We exhibit combinatorial results on Christoffel words and binary balanced words that are motivated by their geometric interpretation as approximations of digital segments. We show that for every pair $(a,b)$ of positive integers, all the binary balanced words with $a$ zeroes and $b$ ones are good approximations of the Euclidean segment from $(0,0)$ to $(a,b)$, in the sense that they encode paths that are contained within the region of the grid delimited by the lower and the upper Christoffel words of slope $b/a$. We then give a closed formula for counting the exact number of balanced words with $a$ zeroes and $b$ ones.

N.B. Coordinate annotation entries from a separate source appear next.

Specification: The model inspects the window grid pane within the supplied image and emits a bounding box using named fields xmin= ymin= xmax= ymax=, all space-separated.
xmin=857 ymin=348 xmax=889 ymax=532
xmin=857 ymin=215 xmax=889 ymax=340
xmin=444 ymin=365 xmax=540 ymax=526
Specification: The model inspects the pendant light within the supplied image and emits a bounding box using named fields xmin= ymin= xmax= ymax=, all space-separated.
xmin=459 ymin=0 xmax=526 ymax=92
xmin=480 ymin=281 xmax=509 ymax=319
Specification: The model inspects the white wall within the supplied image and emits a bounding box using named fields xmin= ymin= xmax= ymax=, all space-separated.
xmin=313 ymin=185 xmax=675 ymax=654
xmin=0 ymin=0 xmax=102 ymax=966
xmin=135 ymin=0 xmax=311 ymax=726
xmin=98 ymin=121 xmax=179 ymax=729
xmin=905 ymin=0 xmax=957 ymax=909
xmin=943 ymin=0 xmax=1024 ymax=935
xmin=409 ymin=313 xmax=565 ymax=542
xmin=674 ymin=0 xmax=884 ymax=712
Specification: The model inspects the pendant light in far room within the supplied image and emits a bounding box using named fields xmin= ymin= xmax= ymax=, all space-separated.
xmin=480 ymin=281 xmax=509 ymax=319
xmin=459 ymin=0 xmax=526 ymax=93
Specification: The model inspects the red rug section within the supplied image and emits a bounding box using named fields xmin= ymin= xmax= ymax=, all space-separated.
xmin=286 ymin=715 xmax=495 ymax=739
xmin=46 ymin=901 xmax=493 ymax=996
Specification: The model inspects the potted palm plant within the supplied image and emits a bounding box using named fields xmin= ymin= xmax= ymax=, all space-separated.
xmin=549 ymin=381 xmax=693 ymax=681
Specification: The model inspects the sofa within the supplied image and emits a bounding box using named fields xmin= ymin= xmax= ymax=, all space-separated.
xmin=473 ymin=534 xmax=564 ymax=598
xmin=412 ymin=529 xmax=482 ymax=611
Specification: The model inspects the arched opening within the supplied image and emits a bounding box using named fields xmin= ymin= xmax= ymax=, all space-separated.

We also study minimal non-balanced words and prefixes of Christoffel words.

翻译：我们展示了关于Christoffel词和二元平衡词的组合结果，这些结果源于其作为数字线段近似几何解释的推动。我们证明，对于每一对正整数$(a,b)$，所有包含$a$个零和$b$个一的二元平衡词，都是对从$(0,0)$到$(a,b)$欧几里得线段的良好近似，其意义在于它们编码的路径被包含在斜率为$b/a$的下Christoffel词和上Christoffel词所界定的网格区域内。随后，我们给出一个闭合公式，用于精确计算包含$a$个零和$b$个一的平衡词的数量。我们还研究了最小非平衡词以及Christoffel词的前缀。